No premiums. No yearly paperwork (on your part). No IRS employees going over your precious medical records, instead the IRS simply sends HHS your income summary each year. You will have to document that you’ve spent the deductible, but that shouldn’t be hard for catastrophic cases.
That’s $300+ trillion dollars potentially, but spread out over a whole population, and it’s not like private catastrophic insurance doesn’t also have to find the money to pay out… Now, 2,500,000 folks kick off each year, so as an upper bound, we’re looking at around $2.5 trillion a year, and I’m guessing it’s quite a bit less, thanks to violence, drugs, car accidents, etc. (Incidentally, the actual average for end-of-life care for the more expensive older patients (over 65) appeared to be about $51,500 (current dollars) in 1996…let’s assume that’s actually risen 10% year over year, so it’s basically doubled twice by now to around $200,000…assuming that all lifetime deductibles are met before the end of life period, and that the period lasts 2 years on average, that’s $400,000 per person, meaning our payout is much less than estimated above.)

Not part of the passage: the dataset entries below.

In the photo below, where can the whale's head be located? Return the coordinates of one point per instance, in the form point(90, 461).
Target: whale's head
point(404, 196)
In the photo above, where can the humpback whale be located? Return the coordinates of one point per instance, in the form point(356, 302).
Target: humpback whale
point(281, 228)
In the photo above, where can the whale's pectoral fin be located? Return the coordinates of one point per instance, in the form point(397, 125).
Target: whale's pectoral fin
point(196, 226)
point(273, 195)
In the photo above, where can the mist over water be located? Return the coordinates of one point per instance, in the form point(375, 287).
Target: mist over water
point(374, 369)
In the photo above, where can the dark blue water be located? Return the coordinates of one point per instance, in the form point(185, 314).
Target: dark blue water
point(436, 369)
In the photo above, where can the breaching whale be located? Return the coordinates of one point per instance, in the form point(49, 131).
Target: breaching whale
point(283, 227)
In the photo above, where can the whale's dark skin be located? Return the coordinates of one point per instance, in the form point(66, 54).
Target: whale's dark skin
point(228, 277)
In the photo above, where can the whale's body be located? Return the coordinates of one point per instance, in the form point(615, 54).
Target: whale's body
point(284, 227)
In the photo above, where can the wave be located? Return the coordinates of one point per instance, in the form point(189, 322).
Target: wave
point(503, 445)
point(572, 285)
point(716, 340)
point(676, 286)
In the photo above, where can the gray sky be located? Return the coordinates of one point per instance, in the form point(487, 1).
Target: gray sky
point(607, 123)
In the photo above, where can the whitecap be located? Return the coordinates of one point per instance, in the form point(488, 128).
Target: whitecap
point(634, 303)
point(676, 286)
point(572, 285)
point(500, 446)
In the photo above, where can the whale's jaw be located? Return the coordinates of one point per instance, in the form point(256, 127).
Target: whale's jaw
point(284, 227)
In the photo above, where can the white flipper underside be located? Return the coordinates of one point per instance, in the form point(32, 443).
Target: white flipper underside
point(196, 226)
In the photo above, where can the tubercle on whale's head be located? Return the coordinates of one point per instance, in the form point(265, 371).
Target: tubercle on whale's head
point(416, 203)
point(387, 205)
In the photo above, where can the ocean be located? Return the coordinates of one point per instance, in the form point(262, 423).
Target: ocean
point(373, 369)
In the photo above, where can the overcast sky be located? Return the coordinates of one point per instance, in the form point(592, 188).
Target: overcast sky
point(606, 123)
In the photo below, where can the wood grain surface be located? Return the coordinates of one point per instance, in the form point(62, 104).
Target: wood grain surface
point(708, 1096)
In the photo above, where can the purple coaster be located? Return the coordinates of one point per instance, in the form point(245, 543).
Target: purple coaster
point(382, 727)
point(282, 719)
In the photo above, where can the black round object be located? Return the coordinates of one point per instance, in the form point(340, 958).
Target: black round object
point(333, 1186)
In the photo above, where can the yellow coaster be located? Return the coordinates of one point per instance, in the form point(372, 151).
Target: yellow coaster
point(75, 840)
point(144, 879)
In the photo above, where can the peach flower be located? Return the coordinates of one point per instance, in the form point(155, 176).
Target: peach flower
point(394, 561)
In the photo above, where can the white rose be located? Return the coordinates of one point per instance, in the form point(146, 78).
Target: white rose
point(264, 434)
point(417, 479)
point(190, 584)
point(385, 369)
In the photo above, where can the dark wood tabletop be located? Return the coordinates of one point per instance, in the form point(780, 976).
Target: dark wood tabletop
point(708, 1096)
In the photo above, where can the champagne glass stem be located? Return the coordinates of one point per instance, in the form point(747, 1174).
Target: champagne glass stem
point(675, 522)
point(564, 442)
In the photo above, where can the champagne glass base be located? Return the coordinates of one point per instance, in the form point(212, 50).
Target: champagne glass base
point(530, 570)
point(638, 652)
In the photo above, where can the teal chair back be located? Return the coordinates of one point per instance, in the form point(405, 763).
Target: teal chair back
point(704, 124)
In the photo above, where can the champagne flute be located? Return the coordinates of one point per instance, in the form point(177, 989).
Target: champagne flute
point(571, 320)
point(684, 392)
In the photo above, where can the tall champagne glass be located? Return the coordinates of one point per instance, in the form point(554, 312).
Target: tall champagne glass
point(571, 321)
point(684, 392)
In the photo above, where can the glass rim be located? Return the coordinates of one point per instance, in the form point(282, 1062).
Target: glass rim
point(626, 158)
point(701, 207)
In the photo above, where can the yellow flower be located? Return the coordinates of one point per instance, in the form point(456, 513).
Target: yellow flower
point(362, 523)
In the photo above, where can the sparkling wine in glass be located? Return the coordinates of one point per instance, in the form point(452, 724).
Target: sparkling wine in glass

Now, where does private insurance come in? Well, make it taxable, and let the market sort itself out. Want a lifetime deductible under $100,000? Need more than $1 million in lifetime coverage? Want smaller yearly deductibles? Want an HMO? Want comprehensive care? Whatever you want, fine, but no mandates, no subsidies, and no government interference (other than standard anti-fraud, etc.).
Want to bar existing conditions? Fine! Want to pay for 8 abortions/year per teenage girl? OK! Whatever, we don’t care because it’s no longer our business…
- Abolish Medicare. Halve Medicare deductions on pay and put the half remaining towards administering the catastrophic payouts. That’ll give us $100 billion or so per year, enough for full payouts for 100,000 citizens.
- Make HSAs, unlike insurance, fully tax deductible…so, really insurance is deductible, because—surprise—you’ll pay for it out of the HSA! But it’s no more deductible than any other medical expense. Hooray!
- The article’s remaining ideas are pretty good:
“For lower-income Americans who can’t fund all of their catastrophic premiums or minimum HSA contributions, the government should fill the gap—in some cases, providing all the funding. You don’t think we spend an absurd amount of money on health care? If we abolished Medicaid, we could spend the same money to make a roughly $3,000 HSA contribution and a $2,000 catastrophic-premium payment for 60 million Americans every year. That’s a $12,000 annual HSA plus catastrophic coverage for a low-income family of four. Do we really believe most of them wouldn’t be better off?
Some experts worry that requiring people to pay directly for routine care would cause some to put off regular checkups. So here’s a solution: the government could provide vouchers to all Americans for a free checkup every two years. If everyone participated, the annual cost would be about $30 billion—a small fraction of the government’s current spending on care.”These are the fringe cases that account for so much of the emotional impact of the bogus “47 million uninsured” number. So, yes, just pony up and pay.
I’d be tempted to make that “one check-up every two years” instead “one check-up per year for kids up to 18 and adults over 35”, since most young adults are least vulnerable to the ill effects of missing doctor’s visits.
Illegal immigrants? They get treated as they do now, in the shadows…but only for crisis care. However, certainly low cost plans and insurance will arise to meet that market, or out of pocket costs will cover all but the worst illnesses. And, those who become legal and start filing taxes get roped in.
So the only question left: how far from revenue neutral is this approach?